I saw from the enormous tracks in the snow that a huge and heavy creature had wandered into the hunting run. And next to the first set of tracks was a second, slightly smaller set. Two animals. I looked in the direction indicated by the tracks, but the trail turned and the forest grew close, so I could not see far.
“The tracks are new,” the prince observed. “The creatures can be but a little distance ahead of us. We will loose the dogs. Ready your spears.” He turned his horse and shouted, “Release the dogs!”
Freed from the leash, the three hounds—all that were left of the king’s hunting pack—raced after the quarry. We lashed our horses to follow. The cold wind bit our hands and faces as the horses’ driving hooves kicked up a spray of snow. Along the trail we flew, spears level, slicing the chill air.
The narrow corridor of the hunting run turned, and we rounded the bend to see that it ended
at an outcropping of stone a short way ahead. Tumbled slabs of moss-covered stone thrust up from the level ground, forming a toothy, jagged wall atop a small mound. And before this gray green mounded wall stood two aurochs, enormous beasts, an adult and a youngster—a cow and her calf, I guessed—by the look of them, exhausted.
The smaller animal was a young bull, huge and sleek and black, its enormous shoulder hump rising like a dark hill above the broad plain of its back. Its mother was even larger—a massive mountain of flesh and hide, hoof and horn. Separated from their herd, the beasts had grown weak with hunger and thirst. They had stumbled into the run and lacked the wit to realize the danger. These great creatures know few predators; lords of the forest, they are seldom challenged—even by the wolves which will only attack an old or enfeebled animal.

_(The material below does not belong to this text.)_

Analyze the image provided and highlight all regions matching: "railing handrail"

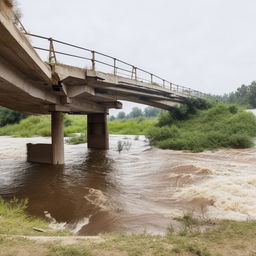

At first glimpse of the beasts, the dogs sounded. Their long, quavering cry pierced the air and echoed down the run. At the first shivering note, the aurochs made to bolt, but saw that they were trapped by the close-grown pines and blackthorn thickets on either side. As the dogs raced swiftly toward them, the larger aurochs trotted forward and stopped stiff-legged to await its attackers. The young bull remained behind its mother, safe for the moment.
On Ynys Sci I had taken part in many hunts, but never hunted an aurochs. Indeed, I had never before seen one of these secretive beasts in the flesh. Seeing one now, even from a fair distance, I marveled at its size. Closer, it made our horses seem small, foolishly delicate creatures— more like deer than the mounts of warriors.
I thought the beast would charge us. But it remained steadfast, with stiffened legs and lowered head. The wide-sweeping horns, sharp as spearpoints and strong as iron, tilted toward us. One misstep and both horse and rider would be impaled; those gracefully curved weapons would rip the belly of a horse wide open, or pass like an arrow through the body of a man. One mistake and the unlucky hunter would not live to make another.
Heedless of the danger, the hunters raced ahead, raising the hunting cry, flying full-voiced down the run. Like keening eagles we swooped toward our prey. The aurochs stood like a massive black boulder in our path, waiting patiently. Not a muscle twitched, not a nostril quivered. Likely, the animal had never been attacked, and even now did not sense the peril hurtling down upon it.